The academy’s population averaged 72 with a capacity of 110 for the fiscal year that ended June 30, 2014, according to the Nevada Legislative Counsel Bureau.
The Counsel Bureau’s audit division concluded in a report in October 2011 the academy “adequately protects the health, safety and welfare of the children.”
But it cited a number of areas where improvement was needed, including the administration of medication, security of facility keys and the need to “strengthen its supervision of youths.”
During a site visit that June, state officials noted “three instances of inadequate supervision” when staff to youth ratios ranged from 1-to-14 to 1-to-25. The recommended ratio is 1-to-6 during day shifts, not to exceed 1-to-8 at other times.
“Although ROP-SSA is licensed as a group home, it serves medium to high at-risk youth. Inadequate supervision may have contributed to youth searching for inappropriate websites, youth using inappropriate language and contraband type items noted on campus,” according to the 2011 audit.

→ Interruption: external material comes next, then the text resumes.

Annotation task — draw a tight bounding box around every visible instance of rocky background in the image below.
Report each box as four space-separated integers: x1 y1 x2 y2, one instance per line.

“Inadequate supervision of youths could result in other inappropriate behaviors and unsafe conditions,” said the report, which noted that school officials responded that they have since instructed staff to ensure ratios are kept in compliance with recommended standards.
The academy is a nonprofit, private school operated by the Rite of Passage Adolescent Treatment Centers and Schools based in Minden, Nevada. It is licensed by Yerington Paiute Tribe and the California Department of Social Services’ Community Care Licensing Division.
Officials for the state agency in Sacramento did not immediately respond to telephone calls or emails seeking comment Wednesday. The agency’s website indicates the out-of-state group home license was recertified in August 2013, effective through June 2014. More current records were not immediately available.
The California agency had placed the facility on a semi-annual review instead of the normal annual in 2012 after a series of complaints ranging from treatment of teens to facility conditions and background checks for staff.
Rick Wright, Rite of Passage’s director of human resources, said Wednesday that he couldn’t comment on the continuing investigation. He told the AP he did not know how many students currently were housed at the facility and had been given no indication any other jurisdictions were removing youths.
Wright said earlier the school increased staffing after the riot as a preventative measure but that “everything was back to normal by Sunday.” He said the staffing ratio at the time of the incident was approximately 1-to-3.